• Prominent Economists Destroy Theory Behind CMS DME Competitve Program

     Comments of Concerned Auction Experts on the Medicare Competitive Bidding Program 

     Submitted to Chairman Stark, Health Subcommittee, Ways and Means, U.S. House of Representatives

    20 September 2010
    We are economists, computer scientists, and operation researchers with expertise in the theory and practice of auctions.

     We write to express our concerns with the Medicare Competitive Bidding Program for Durable Medical Equipment operated by the U.S. Department of Health and Human Services. We believe that competitive bidding can be an effective method of controlling Medicare costs without sacrificing quality. However, the current auction program has flaws that need to be fixed before it can achieve the objectives of low cost and high quality.

     Four main problems

     The first problem is that the auction rules violate a basic principle of auction design: bids must be binding commitments

      In the Medicare auction, bidders are not bound by their bids. Any auction winner can decline to sign a supply contract following the auction. This undermines the credibility of bids, and encourages low-ball bids in which the supplier acquires at no cost the option to sign a supply contract.

     The second problem is a flawed pricing rule. As is standard in multi-unit procurement auctions, bids are sorted from lowest to highest, and winners are selected, lowest bid first, until the cumulative supply quantity equals the estimated demand. What is odd is that rather than paying winners the clearing price (the last-accepted bid), the auction pays winners the unweighted median among the winning bids. This is unique in our collective experience. The result is that fifty percent of the winning bidders are offered a contract price less than  their bids. This median pricing rule further encourages low-ball bids, since a low bid guarantees winning, does not impact the price, and gives the supplier a free option to sign a supply contract. Even if suppliers bid their true costs, up to one-half of the winning suppliers would reject the supply contract and the government would be left with insufficient supply. Others may accept the contract and cross-subsidize public patients with the revenue from private patients, or just take a loss. This pricing rule does not develop a sustainable competitive bidding process or healthy supplier pool.

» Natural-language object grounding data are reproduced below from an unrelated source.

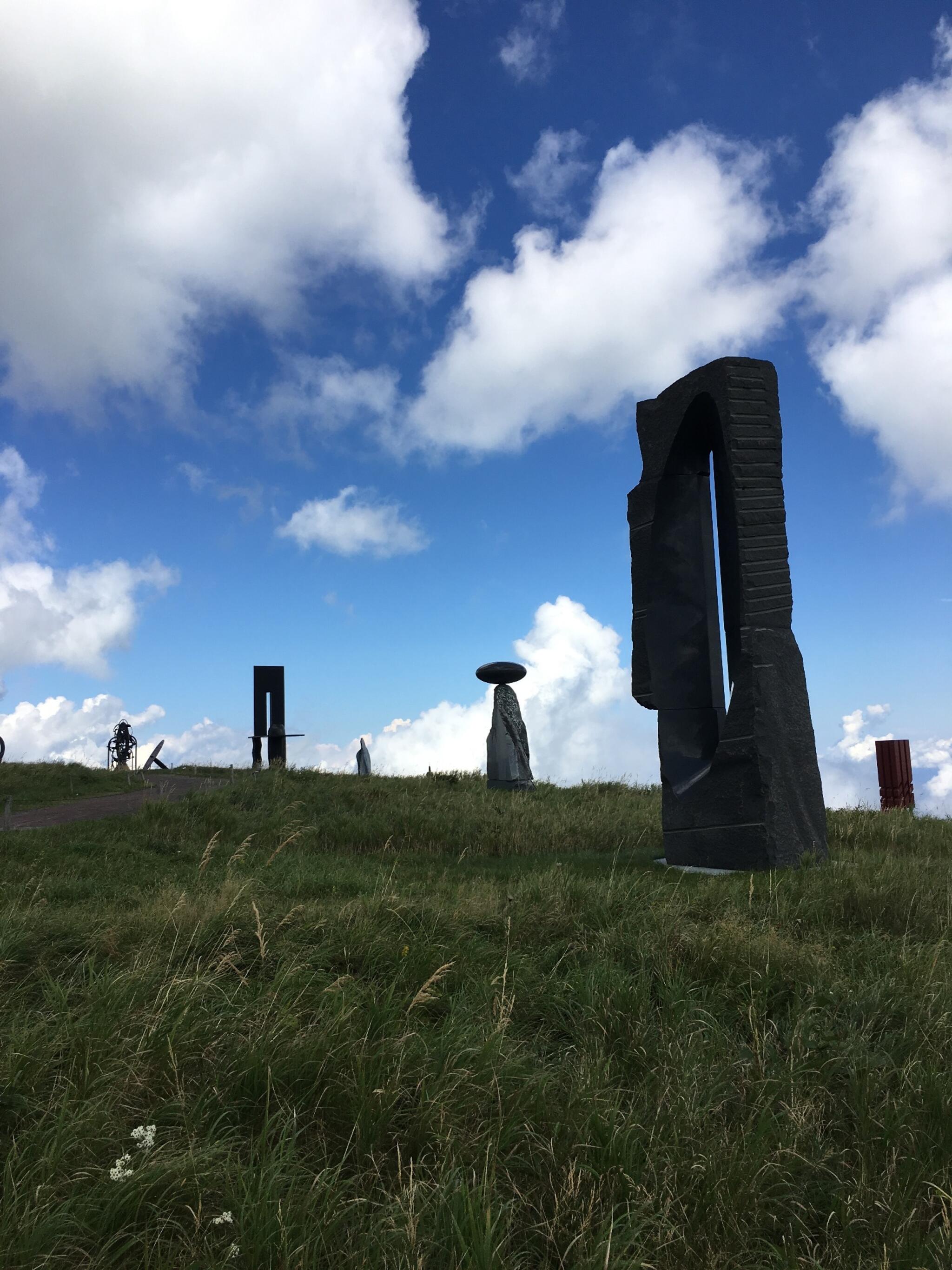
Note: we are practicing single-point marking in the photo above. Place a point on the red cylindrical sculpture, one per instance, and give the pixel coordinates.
(895, 770)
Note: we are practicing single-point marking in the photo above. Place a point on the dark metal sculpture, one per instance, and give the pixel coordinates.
(121, 747)
(270, 684)
(895, 771)
(507, 744)
(154, 758)
(740, 785)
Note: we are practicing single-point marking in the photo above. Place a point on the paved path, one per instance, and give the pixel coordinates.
(168, 788)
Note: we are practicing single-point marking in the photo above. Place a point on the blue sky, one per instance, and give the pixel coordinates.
(323, 328)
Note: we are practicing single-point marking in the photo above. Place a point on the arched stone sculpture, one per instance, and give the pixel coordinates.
(740, 786)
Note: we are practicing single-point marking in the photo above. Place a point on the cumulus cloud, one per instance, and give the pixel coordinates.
(662, 277)
(58, 729)
(325, 394)
(551, 172)
(72, 618)
(527, 49)
(575, 699)
(851, 779)
(348, 526)
(18, 538)
(881, 277)
(173, 160)
(200, 480)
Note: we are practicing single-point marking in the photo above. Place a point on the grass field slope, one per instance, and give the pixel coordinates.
(310, 1022)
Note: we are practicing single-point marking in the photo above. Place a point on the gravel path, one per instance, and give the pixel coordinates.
(169, 788)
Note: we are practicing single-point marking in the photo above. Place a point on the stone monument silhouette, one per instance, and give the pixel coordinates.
(507, 744)
(740, 784)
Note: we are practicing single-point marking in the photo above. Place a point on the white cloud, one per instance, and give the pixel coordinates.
(575, 700)
(72, 618)
(527, 50)
(173, 159)
(200, 480)
(58, 729)
(18, 539)
(881, 277)
(348, 526)
(851, 779)
(325, 394)
(554, 168)
(205, 744)
(661, 279)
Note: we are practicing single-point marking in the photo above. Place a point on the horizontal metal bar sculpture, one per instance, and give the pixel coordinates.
(740, 786)
(894, 766)
(154, 758)
(507, 744)
(270, 685)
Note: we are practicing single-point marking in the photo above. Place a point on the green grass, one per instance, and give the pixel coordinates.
(418, 1024)
(46, 784)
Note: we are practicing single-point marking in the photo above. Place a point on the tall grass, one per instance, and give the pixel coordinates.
(419, 1024)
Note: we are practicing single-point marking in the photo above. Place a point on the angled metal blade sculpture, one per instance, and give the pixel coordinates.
(740, 785)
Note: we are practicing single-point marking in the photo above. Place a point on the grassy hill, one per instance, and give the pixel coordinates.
(418, 1024)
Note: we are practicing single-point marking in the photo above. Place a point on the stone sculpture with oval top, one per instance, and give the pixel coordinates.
(507, 744)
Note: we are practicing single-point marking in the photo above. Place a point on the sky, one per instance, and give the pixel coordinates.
(323, 327)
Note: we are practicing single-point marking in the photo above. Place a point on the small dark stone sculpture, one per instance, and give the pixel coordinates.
(740, 786)
(507, 744)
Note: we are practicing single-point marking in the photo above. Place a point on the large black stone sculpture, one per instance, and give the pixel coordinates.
(740, 786)
(270, 687)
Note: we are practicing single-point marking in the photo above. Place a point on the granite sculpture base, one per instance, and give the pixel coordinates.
(508, 745)
(740, 785)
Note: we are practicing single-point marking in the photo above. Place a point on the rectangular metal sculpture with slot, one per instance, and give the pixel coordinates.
(740, 784)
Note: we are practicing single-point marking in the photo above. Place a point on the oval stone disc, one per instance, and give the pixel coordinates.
(501, 672)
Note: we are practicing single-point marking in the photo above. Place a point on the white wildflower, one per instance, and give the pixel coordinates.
(144, 1136)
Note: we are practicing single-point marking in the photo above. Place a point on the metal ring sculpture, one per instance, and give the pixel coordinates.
(122, 746)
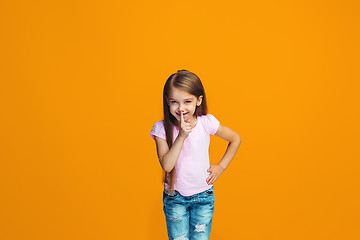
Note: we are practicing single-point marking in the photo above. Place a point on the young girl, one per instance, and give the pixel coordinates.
(182, 143)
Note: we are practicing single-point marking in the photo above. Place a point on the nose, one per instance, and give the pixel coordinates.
(181, 108)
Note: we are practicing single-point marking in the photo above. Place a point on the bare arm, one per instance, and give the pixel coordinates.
(168, 157)
(234, 142)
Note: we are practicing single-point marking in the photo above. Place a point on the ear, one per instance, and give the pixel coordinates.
(199, 100)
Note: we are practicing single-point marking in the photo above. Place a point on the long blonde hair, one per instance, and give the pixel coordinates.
(185, 81)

     The third problem arises from the use of composite bids, an average of a bidder’s bids across many products weighted by government estimated demand. This provides strong incentives to distort bids away from costs—the problem of bid skewing. Bidders bid low on products where the government overestimated demand and high on products where the government underestimated demand. As a result, prices for individual products are not closely related to costs. Bid skewing is especially problematic in this setting, since the divergence between costs and prices likely will result in selective fulfillment of customer orders. Orders for low-priced products are apt to go unfilled.

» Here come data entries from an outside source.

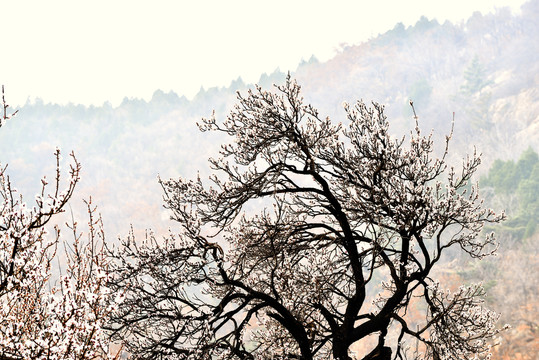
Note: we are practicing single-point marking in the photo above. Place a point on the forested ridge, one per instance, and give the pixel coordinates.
(483, 73)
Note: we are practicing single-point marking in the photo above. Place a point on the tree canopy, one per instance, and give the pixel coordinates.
(312, 237)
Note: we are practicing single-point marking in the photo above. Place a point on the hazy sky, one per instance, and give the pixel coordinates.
(93, 51)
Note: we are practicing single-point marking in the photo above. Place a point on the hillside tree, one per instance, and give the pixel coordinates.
(42, 316)
(312, 237)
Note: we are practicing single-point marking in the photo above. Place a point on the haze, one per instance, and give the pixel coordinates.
(92, 52)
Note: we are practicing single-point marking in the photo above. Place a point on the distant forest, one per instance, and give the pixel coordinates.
(482, 73)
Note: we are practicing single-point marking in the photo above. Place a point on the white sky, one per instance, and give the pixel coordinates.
(92, 51)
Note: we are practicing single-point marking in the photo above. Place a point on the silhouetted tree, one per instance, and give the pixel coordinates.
(353, 222)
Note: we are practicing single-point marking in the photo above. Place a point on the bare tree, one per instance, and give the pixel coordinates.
(42, 317)
(353, 221)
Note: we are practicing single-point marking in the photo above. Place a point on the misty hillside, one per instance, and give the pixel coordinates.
(485, 70)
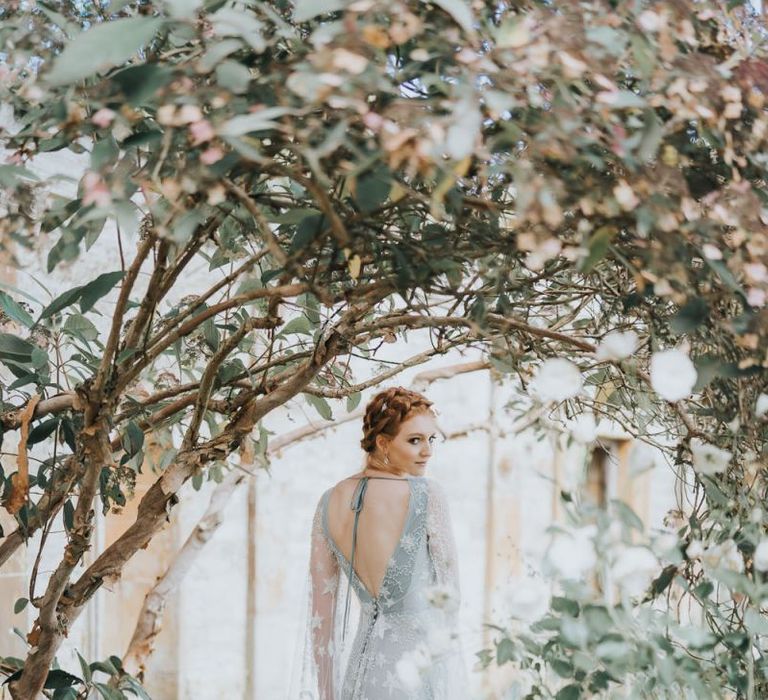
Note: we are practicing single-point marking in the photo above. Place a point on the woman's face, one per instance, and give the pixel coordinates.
(410, 450)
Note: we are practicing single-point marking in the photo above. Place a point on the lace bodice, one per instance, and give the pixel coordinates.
(404, 642)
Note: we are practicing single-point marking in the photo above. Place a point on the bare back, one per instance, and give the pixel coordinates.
(379, 528)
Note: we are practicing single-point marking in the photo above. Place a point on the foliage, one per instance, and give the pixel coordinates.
(530, 178)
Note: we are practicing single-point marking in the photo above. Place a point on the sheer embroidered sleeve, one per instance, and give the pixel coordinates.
(324, 577)
(440, 540)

     The fourth problem is a lack of transparency. It is unclear how quantities associated with each bidder are determined. These quantities are set in a non-transparent way in advance of the auction. Bids from the last auction event were taken in November 2009, and now more than ten months later, we still do not know who won contracts. Both quality standards and performance obligations are unclear. This lack of transparency is unacceptable in a government auction and is in sharp contrast to well-run government auctions such as the Federal Communications Commission spectrum auctions.

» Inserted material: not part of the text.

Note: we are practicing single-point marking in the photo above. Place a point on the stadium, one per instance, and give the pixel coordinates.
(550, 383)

    This collection of problems suggests that the program over time may degenerate into a “race to the bottom” in which suppliers become increasingly unreliable, product and service quality deteriorates, and supply shortages become common. Contract enforcement would become increasingly difficult and fraud and abuse would grow.
    Key features of a good auction design
     Competitive bidding techniques have improved dramatically over the past twenty years and especially in recent years. Complex auctions like the Medicare competitive bidding program can be designed to achieve the objectives of low cost and high quality with little implementation risk. Successful government auctions emphasize transparency, good price and assignment discovery, and strategic simplicity. The result is sustainable long-term competition among suppliers which reduces costs while maintaining quality.
     We recommend that the government fix the flaws in the current auction program and develop a new design that emphasizes the key features of successful designs. Implementation of the current design will result in a failed government program. There is no need for a bad outcome. With state-of-the-art auction methods and careful implementation, the auction program can succeed in reducing costs while maintaining quality—a win-win for both taxpayers and Medicare beneficiaries.
    Signatories listed in alphabetical order with name and affiliation as below.]
    The following are economists, computer scientists, and operation researchers with expertise in the design of auctions and market mechanisms. Information on each of us, including our auction-related research, can be found with an Internet search of name and affiliation.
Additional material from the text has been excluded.